Mahrez coraz dalej, Emre Mor i Castillejo alternatywami

To miał być decydujący tydzień, jeśli chodzi o Riyada Mahreza w Romie, decydujący w jedną lub w drugą stronę. Z biegiem dni szala przechyla się na drugą stronę, a więc pozostania Algierczyka w Leicester.

We włoskich dziennikach, które jeszcze we wtorek były optymistyczne w tej kwestii (uwierzył w plotki pochodzące z BeIn Sports z Kataru), dziś powiewa pesymizmem i wydaje się, że najwięcej racji miało Il Tempo, które od początku pisało o kłopotach w sprowadzeniu gracza. Według tego dziennika Giallorossi nigdy nie doszli do kwoty 30 mln euro i tym samym kluby dzieliło cały czas co najmniej 10 mln. Ponadto sam piłkarz chce zostać w Premier League, choć chciałby grać w klubie z ligowej czołówki.

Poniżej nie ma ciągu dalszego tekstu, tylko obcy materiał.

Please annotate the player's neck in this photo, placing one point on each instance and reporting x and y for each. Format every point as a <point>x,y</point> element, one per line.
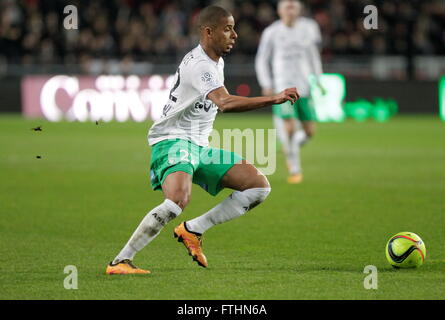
<point>209,52</point>
<point>289,23</point>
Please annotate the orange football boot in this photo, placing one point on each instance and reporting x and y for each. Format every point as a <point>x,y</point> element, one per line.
<point>124,267</point>
<point>295,178</point>
<point>192,242</point>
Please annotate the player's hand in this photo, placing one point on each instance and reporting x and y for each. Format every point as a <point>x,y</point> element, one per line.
<point>267,92</point>
<point>289,94</point>
<point>322,89</point>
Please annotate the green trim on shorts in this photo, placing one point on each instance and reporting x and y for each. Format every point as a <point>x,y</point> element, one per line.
<point>302,109</point>
<point>206,165</point>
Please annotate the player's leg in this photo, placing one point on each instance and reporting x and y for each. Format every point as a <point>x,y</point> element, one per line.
<point>285,124</point>
<point>251,188</point>
<point>177,190</point>
<point>175,180</point>
<point>306,114</point>
<point>301,137</point>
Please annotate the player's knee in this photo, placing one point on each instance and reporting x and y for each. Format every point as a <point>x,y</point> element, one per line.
<point>179,197</point>
<point>310,131</point>
<point>261,182</point>
<point>256,196</point>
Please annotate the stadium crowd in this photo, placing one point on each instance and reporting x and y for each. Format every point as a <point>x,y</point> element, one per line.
<point>31,31</point>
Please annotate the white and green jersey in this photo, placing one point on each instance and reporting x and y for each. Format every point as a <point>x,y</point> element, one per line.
<point>288,55</point>
<point>188,114</point>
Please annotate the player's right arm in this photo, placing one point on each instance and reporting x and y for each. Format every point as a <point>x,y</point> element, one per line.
<point>231,103</point>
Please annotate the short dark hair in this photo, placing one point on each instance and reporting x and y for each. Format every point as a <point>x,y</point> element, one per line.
<point>211,15</point>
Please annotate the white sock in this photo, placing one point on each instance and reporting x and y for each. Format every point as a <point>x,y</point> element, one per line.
<point>234,206</point>
<point>149,228</point>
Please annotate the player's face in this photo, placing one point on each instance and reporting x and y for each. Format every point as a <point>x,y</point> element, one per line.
<point>289,11</point>
<point>225,36</point>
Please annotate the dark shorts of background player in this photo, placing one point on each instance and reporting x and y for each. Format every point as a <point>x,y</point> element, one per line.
<point>302,109</point>
<point>206,165</point>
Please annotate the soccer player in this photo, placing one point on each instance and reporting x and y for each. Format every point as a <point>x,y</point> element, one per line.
<point>287,55</point>
<point>180,152</point>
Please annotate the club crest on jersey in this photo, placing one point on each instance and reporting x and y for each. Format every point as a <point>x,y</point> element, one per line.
<point>207,77</point>
<point>206,105</point>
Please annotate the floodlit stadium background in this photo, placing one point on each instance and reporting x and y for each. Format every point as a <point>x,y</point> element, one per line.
<point>76,105</point>
<point>118,64</point>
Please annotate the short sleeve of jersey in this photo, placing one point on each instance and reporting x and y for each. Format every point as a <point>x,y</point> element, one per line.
<point>205,78</point>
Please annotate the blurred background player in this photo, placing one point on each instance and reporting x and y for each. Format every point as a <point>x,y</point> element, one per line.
<point>287,55</point>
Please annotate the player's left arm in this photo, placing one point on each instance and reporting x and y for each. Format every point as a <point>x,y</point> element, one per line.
<point>231,103</point>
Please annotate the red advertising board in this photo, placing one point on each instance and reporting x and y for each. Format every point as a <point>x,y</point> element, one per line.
<point>87,98</point>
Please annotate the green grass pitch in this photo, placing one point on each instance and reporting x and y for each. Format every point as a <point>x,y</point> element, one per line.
<point>80,202</point>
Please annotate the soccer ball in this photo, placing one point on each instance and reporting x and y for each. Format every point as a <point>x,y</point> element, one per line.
<point>405,250</point>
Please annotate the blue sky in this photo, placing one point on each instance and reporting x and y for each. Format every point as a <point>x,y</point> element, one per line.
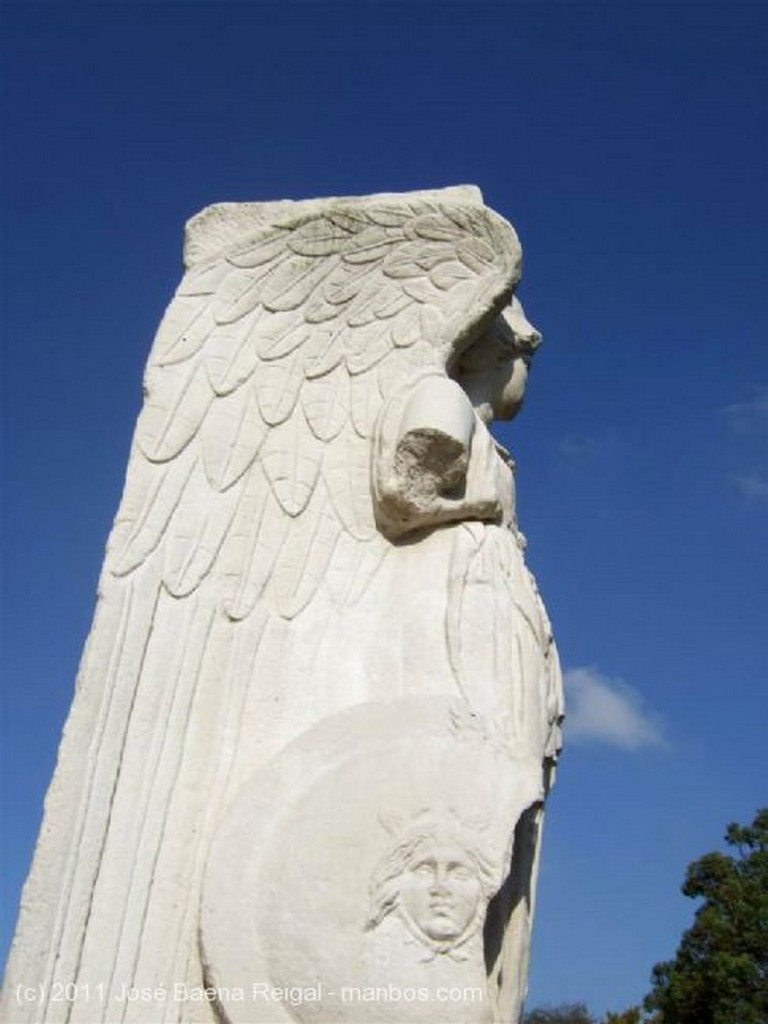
<point>628,145</point>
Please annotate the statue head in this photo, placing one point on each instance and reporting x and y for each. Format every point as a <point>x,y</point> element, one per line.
<point>436,881</point>
<point>494,371</point>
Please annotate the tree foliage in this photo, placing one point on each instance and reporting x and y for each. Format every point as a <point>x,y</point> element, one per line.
<point>720,973</point>
<point>566,1013</point>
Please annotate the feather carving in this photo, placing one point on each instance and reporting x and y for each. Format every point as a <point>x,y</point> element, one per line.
<point>252,462</point>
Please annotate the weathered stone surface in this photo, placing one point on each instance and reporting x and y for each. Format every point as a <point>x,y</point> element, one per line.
<point>316,715</point>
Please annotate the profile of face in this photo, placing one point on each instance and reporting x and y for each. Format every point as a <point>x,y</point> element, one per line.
<point>440,891</point>
<point>494,371</point>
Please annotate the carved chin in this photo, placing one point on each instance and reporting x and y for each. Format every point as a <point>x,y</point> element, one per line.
<point>509,402</point>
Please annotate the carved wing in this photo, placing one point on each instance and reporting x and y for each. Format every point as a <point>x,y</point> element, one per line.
<point>251,460</point>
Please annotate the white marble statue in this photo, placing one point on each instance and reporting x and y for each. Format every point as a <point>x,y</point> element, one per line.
<point>317,712</point>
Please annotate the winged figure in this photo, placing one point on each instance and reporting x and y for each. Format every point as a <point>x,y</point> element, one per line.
<point>315,515</point>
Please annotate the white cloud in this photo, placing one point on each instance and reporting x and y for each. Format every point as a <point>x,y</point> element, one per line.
<point>607,711</point>
<point>751,414</point>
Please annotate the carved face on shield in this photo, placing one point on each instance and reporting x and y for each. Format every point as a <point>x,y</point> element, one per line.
<point>436,883</point>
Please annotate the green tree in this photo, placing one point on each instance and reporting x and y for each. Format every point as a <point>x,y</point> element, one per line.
<point>720,973</point>
<point>566,1013</point>
<point>632,1016</point>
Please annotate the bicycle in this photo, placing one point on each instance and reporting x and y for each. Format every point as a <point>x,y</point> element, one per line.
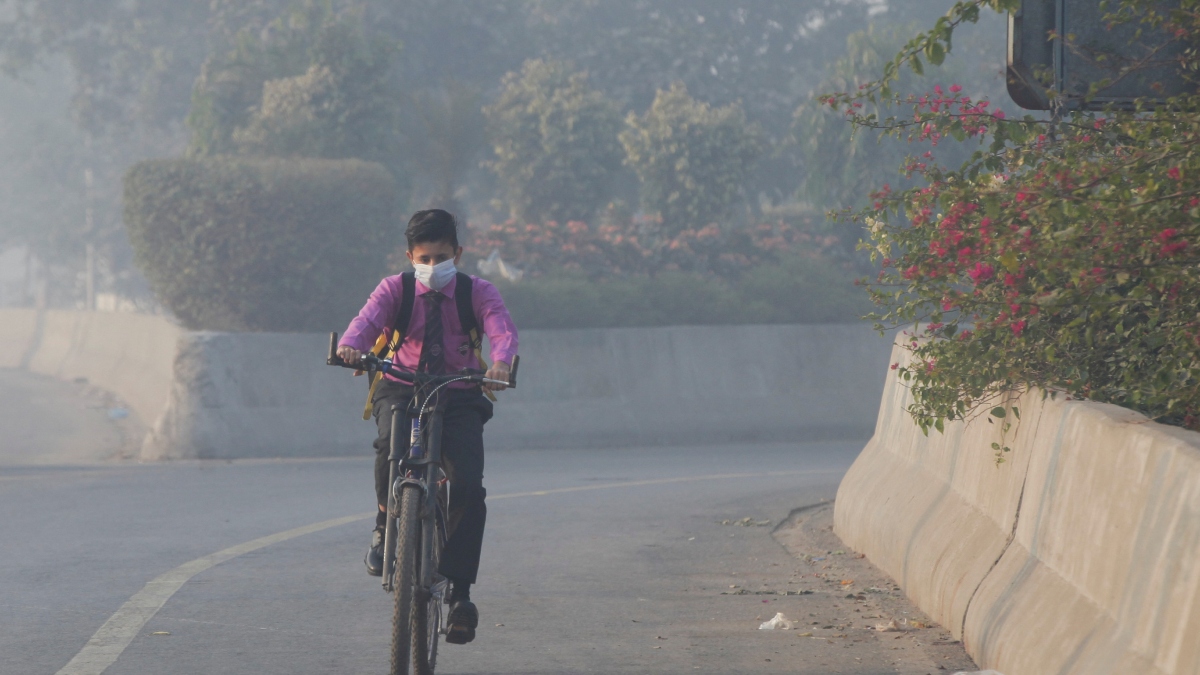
<point>418,502</point>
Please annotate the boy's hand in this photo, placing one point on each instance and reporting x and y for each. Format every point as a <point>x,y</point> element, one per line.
<point>349,354</point>
<point>499,370</point>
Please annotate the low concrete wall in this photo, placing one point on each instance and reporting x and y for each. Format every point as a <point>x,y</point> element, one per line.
<point>235,395</point>
<point>269,394</point>
<point>1078,555</point>
<point>131,356</point>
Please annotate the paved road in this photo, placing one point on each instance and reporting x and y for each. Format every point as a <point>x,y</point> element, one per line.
<point>618,567</point>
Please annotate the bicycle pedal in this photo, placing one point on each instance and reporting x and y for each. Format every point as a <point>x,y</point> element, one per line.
<point>460,634</point>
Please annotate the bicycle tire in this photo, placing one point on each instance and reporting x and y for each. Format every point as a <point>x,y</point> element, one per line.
<point>405,581</point>
<point>427,617</point>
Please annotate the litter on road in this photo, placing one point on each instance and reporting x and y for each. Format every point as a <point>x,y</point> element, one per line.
<point>779,622</point>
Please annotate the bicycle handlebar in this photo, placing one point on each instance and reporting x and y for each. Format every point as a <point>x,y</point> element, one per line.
<point>372,363</point>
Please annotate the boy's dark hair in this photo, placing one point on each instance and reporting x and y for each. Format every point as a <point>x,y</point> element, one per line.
<point>432,225</point>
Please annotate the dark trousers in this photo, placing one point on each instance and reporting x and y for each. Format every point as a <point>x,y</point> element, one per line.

W związku z tym w mediach zaczęły się pojawiać nazwiska alternatyw dla Algierczyka. W ostatnich dniach najwięcej pisze się o Emere Morze, skrzydłowym Borussii Dortmund. Piłkarz, który ma bardzo ubogie piłkarskie doświadczenie, jest już wyceniany na około 20 mln euro i według pogłosek tyle właśnie miała zaproponować Roma. Gazzetta dello Sport podaje z kolei, że Turek z duńskim paszportem osiągnął porozumienie z Fiorentiną, jeśli chodzi o zarobki, na poziomie 1,5 mln euro. Gracz miałby zastąpić Bernardeschiego. Corvino pracuje teraz nad zadowoleniem niemieckiego klubu. Według angielskich tabloidów Emre Mor znajduje się też na celowniku Interu, Liverpoolu i Evertonu.

Portal laroma24.it podaje z kolei, że wśród nazwisk obserwowanych na bok ataku znajduje się Samu Castillejo, 22-latek z Villarealu. Lewonożny piłkarz, obdarzony dobrą techniką i szybkością, byłby idealny do ustawienia 4-3-3.